Gabrielle Bonheur "Coco" Chanel (19 August 1883 – 10 January 1971) was a French fashion designer, Nazi spy and businesswoman. The founder and namesake of the Chanel brand, she was credited in the post-World War I era with liberating women from the constraints of the "corseted silhouette" and popularizing a sporty, casual chic as the feminine standard of style.

A prolific fashion creator, Chanel extended her influence beyond couture clothing, realizing her design aesthetic in jewellery, handbags, and fragrance. Her signature scent, Chanel No. 5, has become an iconic product. She is the only fashion designer listed on Time magazine's list of the 100 most influential people of the 20th century.
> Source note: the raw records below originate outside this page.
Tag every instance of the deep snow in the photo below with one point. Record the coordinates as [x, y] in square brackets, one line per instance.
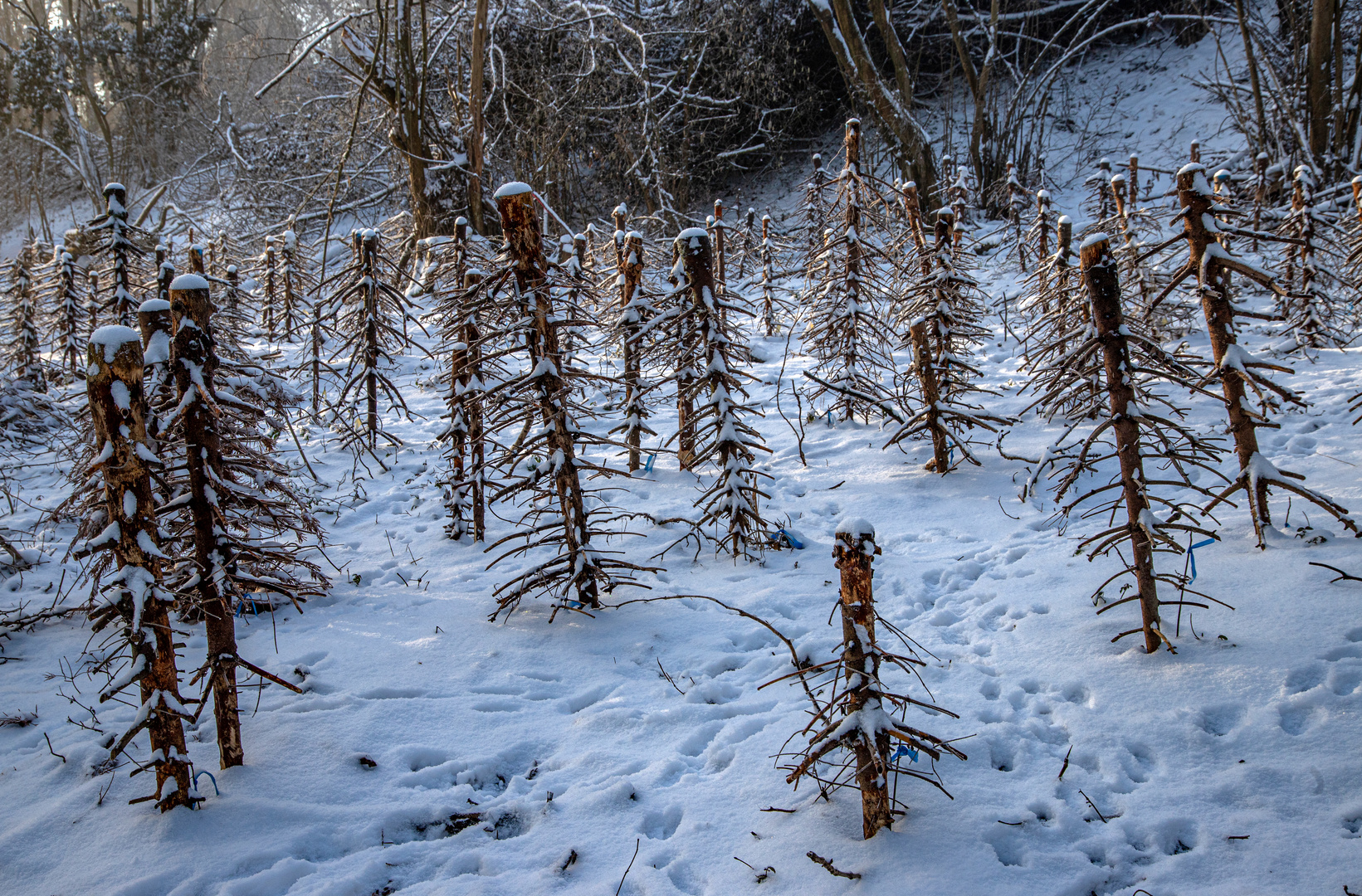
[569, 740]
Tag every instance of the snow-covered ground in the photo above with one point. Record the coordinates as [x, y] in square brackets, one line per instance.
[641, 738]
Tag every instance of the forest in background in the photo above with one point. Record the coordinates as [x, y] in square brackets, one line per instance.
[240, 114]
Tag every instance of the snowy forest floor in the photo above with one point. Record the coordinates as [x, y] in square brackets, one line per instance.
[1230, 767]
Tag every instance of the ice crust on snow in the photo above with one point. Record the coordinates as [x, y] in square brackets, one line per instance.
[512, 188]
[501, 715]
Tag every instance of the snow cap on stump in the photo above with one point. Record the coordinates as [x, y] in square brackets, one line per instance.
[857, 526]
[188, 280]
[112, 338]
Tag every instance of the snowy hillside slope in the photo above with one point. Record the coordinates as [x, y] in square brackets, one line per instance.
[642, 738]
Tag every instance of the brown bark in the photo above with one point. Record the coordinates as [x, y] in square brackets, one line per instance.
[924, 361]
[1219, 324]
[368, 248]
[767, 285]
[631, 275]
[270, 288]
[852, 225]
[525, 244]
[120, 424]
[914, 208]
[1255, 85]
[463, 368]
[686, 410]
[720, 250]
[853, 553]
[195, 364]
[1100, 273]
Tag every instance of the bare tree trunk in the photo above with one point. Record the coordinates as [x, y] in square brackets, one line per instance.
[270, 288]
[767, 278]
[1219, 324]
[892, 112]
[686, 410]
[478, 52]
[631, 277]
[861, 666]
[852, 282]
[924, 361]
[1253, 75]
[1317, 93]
[525, 242]
[117, 409]
[1100, 273]
[369, 292]
[195, 364]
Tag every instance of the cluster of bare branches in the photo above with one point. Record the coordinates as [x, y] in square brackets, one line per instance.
[858, 734]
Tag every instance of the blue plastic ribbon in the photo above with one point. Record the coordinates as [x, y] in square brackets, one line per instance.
[905, 751]
[198, 775]
[1192, 553]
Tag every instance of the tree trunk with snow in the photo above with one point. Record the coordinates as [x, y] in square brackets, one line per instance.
[631, 284]
[525, 244]
[195, 364]
[853, 553]
[1198, 206]
[1100, 274]
[117, 409]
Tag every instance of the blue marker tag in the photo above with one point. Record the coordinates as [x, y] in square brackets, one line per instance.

Chanel herself designed her famed interlocked-CC monogram, which has been in use since the 1920s.

Gabrielle Bonheur Chanel was born in 1883 to Eugénie Jeanne Devolle—known as Jeanne—a laundrywoman in the charity hospital run by the Sisters of Providence (a poorhouse) in Saumur, Maine-et-Loire, France. She was Jeanne's second child with Albert Chanel; the first, Julia, was born less than a year earlier. Albert Chanel was an itinerant street vendor who peddled work clothes and undergarments, living a nomadic life, traveling to and from market towns. The family resided in rundown lodgings. In 1884, he married Jeanne Devolle, persuaded to do so by her family who had "united, effectively, to pay Albert.